|
|||||||||||||||||||||
|
Sami Kohen
Milliyet 12.12.2007
MESELE sadece bir-iki sözcüğün bizleri rahatsız edecek şekilde kullanılmasından veya kullanılmamasından ibaret değil.
AB dışişleri bakanlarının oluşturduğu Konsey'in yayımladığı sonuç bildirgesinin Türkiye bölümünde, "katılım müzakereleri" yerine "hükümetlerarası konferans" ifadesinin kullanılması ve Türkiye'nin "müzakerelerin amacının üyelik olduğu" hususuna doğrudan değinilmekten kaçınılması, retoriğin ötesinde bir tavır değişikliği sergilediği için, çok önemlidir.
Diplomatlar, bu "kelime cambazlığı"nın pratikte fazla bir şey değiştirmediğini söyleyebilirler. Ama gerçekte bu AB'nin, Türkiye'nin üyeliği konusunda geri bir adım attığını açıkça ortaya koyuyor.
Eğer bu metin, bu cuma günü, AB zirvesinde de aynen benimsenecekse, -ki bu olasılık yüksek- bunun "anlam ve önemini" küçümseme çabası, hiç inandırıcı olmayacaktır.
Kararın anlamı
Konsey'den çıkan şekliyle, sonuç bildirgesindeki ifadelerin anlamı şudur:
• Türkiye'nin AB üyeliğine karşı olduğunu her fırsatta ortaya koyan Sarkozy Fransa'sı, bu kez "katılım müzakereleri" ve "üyelik amacı" gibi terimlerin, metinde yer almasını engellemekle, diğer 26 üye ülkeyi de peşinden sürüklemiştir. Aslında Türkiye'nin üyeliğinden yana olan İngiltere, İspanya, İtalya, İsveç gibi ülkeler de, sonunda (sözde bir uzlaşmayla) Fransa'ya uymuştur.
• AB, 1999 Helsinki zirvesinde, Türkiye'nin tam üyeliği perspektifini benimsemiş, müzakerelerin bu yönde ilerlemesi konusunda da taahhüde girmiştir. Şimdi bu sözcüğü kullanmaktan çekinmekle, bu taahhüdünü yerine getirmekte pek kararlı olmadığını ortaya koyuyor.
• Fransa, Almanya, Avusturya gibi Türkiye'nin tam üyeliğine karşı olan ve ona başka statüler vermek isteyen ülkeler, bu bildirgeyle, kendi kamuoylarını tatmin ettikleri nispette -veya daha fazla- Türk kamuoyunu AB'den daha da soğutacağını herhalde biliyorlar. Bu tavırları, açıkçası "belki de amaçları bu şekilde Türkiye'yi AB'den uzaklaştırmaktır" tarzındaki izlenimi güçlendirecektir.
Nereye kadar?
Türkiye'nin AB'nin aldığı bu yeni tavır karşısında suskun veya hareketsiz kalmaması gerek.

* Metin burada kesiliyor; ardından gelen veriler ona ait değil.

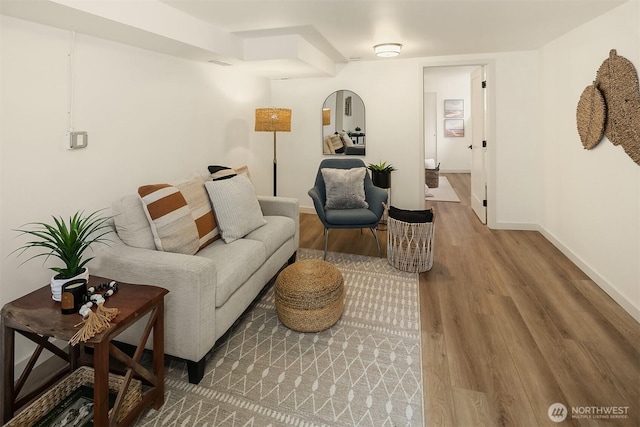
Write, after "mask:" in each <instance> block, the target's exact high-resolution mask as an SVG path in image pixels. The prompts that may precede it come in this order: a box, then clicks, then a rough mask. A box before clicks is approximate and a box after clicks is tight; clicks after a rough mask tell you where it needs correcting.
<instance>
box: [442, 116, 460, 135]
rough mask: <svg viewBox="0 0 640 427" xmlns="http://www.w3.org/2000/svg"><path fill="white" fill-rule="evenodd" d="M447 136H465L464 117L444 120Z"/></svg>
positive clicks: (445, 130)
mask: <svg viewBox="0 0 640 427" xmlns="http://www.w3.org/2000/svg"><path fill="white" fill-rule="evenodd" d="M444 136H445V137H460V136H464V120H462V119H445V121H444Z"/></svg>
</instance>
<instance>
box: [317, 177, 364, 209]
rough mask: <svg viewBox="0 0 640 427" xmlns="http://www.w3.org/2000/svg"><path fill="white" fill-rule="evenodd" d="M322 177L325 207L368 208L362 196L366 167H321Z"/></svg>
mask: <svg viewBox="0 0 640 427" xmlns="http://www.w3.org/2000/svg"><path fill="white" fill-rule="evenodd" d="M320 171H321V172H322V178H323V179H324V185H325V188H326V196H327V201H326V202H325V208H327V209H356V208H368V207H369V204H368V203H367V202H366V201H365V199H364V197H365V194H364V176H365V174H366V173H367V169H366V168H352V169H332V168H323V169H320Z"/></svg>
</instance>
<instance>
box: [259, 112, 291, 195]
mask: <svg viewBox="0 0 640 427" xmlns="http://www.w3.org/2000/svg"><path fill="white" fill-rule="evenodd" d="M255 131H256V132H273V195H274V196H276V195H277V192H278V185H277V178H278V157H277V149H276V132H291V110H290V109H288V108H256V126H255Z"/></svg>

Bu, bir onur meselesinin de ötesinde, ilişkilerin geleceğini belirleyecek bir prensip meselesidir.
Eğer AB ile zaten aksak giden müzakerelerin niteliği ve hedefi "katılım" ve "tam üyelik" unsurundan yoksun kalınacaksa, bu süreç bizi nereye götürür?
Türk diplomasisi gelinen noktada, AB Konseyi'nin aldığı tavra gereken karşılığı vermek durumundadır. Hem de hiç vakit kaybetmeden...
Cuma günü bir araya gelecek olan 27'lerin liderleri, Türkiye'nin bu şartlarla göstermelik "fasıl açma-kapama" egzersizini sürdürmek istemediğini açıkça anlamalıdır... Anlamalıdır ki, bu metni tekrar gözden geçirip yapılan hatayı düzeltmeye çalışsın!..
Hani söz vermişlerdi?
AB Konseyi'nin sonuç bildirgesinde, Türkiye'nin reformlar dahil çeşitli konularda yerine getirmesi gereken taahhütler hatırlatılıyor.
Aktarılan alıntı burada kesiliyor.